The Gaian Mind is the brainchild of local punk activists Ben Lawson, 24, and Emily Merrick, 23, who, along with two other friends, rent the storefront and a floor in the neighboring house. Lawson, who moved to Long Beach two years ago from Oregon, has so many incendiary ideas in his head that his long ponytail and scruffy beard look like fire hazards. For now, though, the plan is simple: reach out to the disaffected young people in the Southern California punk scene who need encouragement.
“Our objective is to really have this be a communal, healthy, clean learning environment,” Lawson said. “This can be a place to study or become an artist or safely experiment with any aspect of yourself.”
Of course, idealistic punk collectives are easily as old as the movement itself. What may set the Gaian Mind apart from the many ramshackle operations that have come and gone is a business plan built on used cardboard boxes.
In addition to playing drums in punk/grindcore outfit Resistant Culture and being a self-professed “soccer mom” to younger punks in the L.A. scene, Lawson is also the environmental coordinator for UsedCardboardBoxes.com, a Los Angeles startup that collects boxes from various companies and re-sells them, keeping perfectly good moving boxes out of landfills.
Founded in 2003 by former tech-sector CEO Marty Metro, the company has already partnered with U-Haul and several major apartment rental agencies and is in the process of franchising.
The Gaian Mind space is a Long Beach test franchise. From 9 a.m. to 6 p.m. every day, people can buy inexpensive boxes and, in the process, give the youth center a source of income until its café and art operations hopefully make it self-sustaining, Lawson said. Then, the box operations will be moved and the focus will shift fully to the Gaian Mind project.
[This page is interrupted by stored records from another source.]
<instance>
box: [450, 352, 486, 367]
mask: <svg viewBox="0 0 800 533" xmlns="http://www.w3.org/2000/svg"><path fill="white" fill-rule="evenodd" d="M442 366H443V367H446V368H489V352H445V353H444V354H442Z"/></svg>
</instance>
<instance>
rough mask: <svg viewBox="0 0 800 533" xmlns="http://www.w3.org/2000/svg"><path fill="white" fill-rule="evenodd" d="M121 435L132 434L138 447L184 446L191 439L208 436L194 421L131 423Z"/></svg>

Named for the Greek and Roman goddess “Gaia,” or “Earth Mother,” and the related scientific theory that the entire Earth is one living organism, there’s talk of the Gaian Mind center including everything from benefit concerts to organic gardening to alternative education classes to wilderness training programs.
“It’s almost like the punk Boy Scouts,” Lawson half-joked.
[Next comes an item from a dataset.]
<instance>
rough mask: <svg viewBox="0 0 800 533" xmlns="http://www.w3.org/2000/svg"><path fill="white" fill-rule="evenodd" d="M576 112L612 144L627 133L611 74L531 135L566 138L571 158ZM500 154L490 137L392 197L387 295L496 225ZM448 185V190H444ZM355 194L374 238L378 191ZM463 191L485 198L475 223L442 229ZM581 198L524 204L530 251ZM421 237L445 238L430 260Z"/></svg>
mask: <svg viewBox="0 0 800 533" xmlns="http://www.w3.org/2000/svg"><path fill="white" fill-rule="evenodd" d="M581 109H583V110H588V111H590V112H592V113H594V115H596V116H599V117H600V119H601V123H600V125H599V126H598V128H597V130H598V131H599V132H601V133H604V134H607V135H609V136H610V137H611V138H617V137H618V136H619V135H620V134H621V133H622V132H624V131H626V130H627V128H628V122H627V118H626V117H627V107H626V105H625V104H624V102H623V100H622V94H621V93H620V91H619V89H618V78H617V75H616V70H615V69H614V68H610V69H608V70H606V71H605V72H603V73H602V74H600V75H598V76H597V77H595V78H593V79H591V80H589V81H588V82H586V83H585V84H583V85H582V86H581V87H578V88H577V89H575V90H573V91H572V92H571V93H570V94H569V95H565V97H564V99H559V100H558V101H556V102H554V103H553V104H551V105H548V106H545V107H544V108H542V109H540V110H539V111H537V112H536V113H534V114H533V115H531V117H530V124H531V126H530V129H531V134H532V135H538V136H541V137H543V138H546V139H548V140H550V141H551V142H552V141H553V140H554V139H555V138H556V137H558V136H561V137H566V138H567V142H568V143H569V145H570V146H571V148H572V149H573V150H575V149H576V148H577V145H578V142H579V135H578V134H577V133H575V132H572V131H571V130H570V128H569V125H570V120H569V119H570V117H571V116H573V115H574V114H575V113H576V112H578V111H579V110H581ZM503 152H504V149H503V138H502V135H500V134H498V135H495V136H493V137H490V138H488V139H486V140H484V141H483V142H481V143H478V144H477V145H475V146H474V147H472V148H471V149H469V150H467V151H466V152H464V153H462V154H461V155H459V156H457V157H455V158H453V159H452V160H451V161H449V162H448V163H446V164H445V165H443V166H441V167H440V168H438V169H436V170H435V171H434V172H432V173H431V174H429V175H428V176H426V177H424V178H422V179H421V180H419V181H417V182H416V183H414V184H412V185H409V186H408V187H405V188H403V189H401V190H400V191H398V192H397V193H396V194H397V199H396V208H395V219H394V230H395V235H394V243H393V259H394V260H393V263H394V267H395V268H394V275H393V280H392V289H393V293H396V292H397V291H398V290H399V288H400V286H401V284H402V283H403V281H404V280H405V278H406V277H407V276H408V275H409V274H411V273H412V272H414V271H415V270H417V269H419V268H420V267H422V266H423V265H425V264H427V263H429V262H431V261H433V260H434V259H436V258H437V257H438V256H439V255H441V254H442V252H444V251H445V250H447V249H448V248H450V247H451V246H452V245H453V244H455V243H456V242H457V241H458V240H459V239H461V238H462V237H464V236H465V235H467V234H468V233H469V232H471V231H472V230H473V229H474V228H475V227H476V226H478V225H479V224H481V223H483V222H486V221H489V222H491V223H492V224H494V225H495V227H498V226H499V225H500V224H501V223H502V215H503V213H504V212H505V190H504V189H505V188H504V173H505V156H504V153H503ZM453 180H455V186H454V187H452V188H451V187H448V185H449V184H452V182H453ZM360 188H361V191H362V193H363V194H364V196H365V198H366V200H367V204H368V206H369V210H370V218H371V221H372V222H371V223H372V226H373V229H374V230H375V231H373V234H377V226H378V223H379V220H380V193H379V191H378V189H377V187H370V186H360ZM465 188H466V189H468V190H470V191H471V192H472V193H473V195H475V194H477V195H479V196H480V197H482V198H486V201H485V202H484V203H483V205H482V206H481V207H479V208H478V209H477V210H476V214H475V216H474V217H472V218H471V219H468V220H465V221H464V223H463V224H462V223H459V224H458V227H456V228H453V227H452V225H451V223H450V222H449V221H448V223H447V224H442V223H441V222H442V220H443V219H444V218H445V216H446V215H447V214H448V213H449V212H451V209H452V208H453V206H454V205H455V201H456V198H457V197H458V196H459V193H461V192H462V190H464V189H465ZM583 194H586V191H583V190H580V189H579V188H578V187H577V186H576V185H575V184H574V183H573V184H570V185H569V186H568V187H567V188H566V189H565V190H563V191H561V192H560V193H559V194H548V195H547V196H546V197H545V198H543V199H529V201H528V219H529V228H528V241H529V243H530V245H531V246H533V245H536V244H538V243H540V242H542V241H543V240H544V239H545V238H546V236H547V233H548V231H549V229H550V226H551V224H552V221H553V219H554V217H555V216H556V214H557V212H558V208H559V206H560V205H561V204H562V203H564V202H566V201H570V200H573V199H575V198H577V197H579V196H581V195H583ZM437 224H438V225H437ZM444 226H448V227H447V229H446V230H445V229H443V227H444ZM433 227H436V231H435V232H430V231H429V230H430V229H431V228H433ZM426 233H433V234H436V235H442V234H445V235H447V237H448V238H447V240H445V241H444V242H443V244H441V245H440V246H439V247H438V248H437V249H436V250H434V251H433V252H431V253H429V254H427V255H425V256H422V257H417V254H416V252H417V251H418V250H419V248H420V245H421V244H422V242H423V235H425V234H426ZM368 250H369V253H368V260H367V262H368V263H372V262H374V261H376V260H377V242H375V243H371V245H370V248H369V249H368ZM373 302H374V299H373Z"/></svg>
The hope is to use the positive activities to divert some passionate young people from the nihilistic path of just “getting wasted.”
“We want to create experiences that are so joyous and meaningful that you want to remember them,” he said. “You would regret it if you got wasted and couldn’t remember anything.”
Lawson still isn’t sure exactly what the Gaian Mind will become, but he hopes it will look good to the people hurtling by on the Blue Line train that runs just outside the center.
“I want them to see punks watering plants and doing their homework and taking care of the land and being responsible citizens,” he said. “It breaks my heart to think that these kids have so much to offer that is not being recognized.”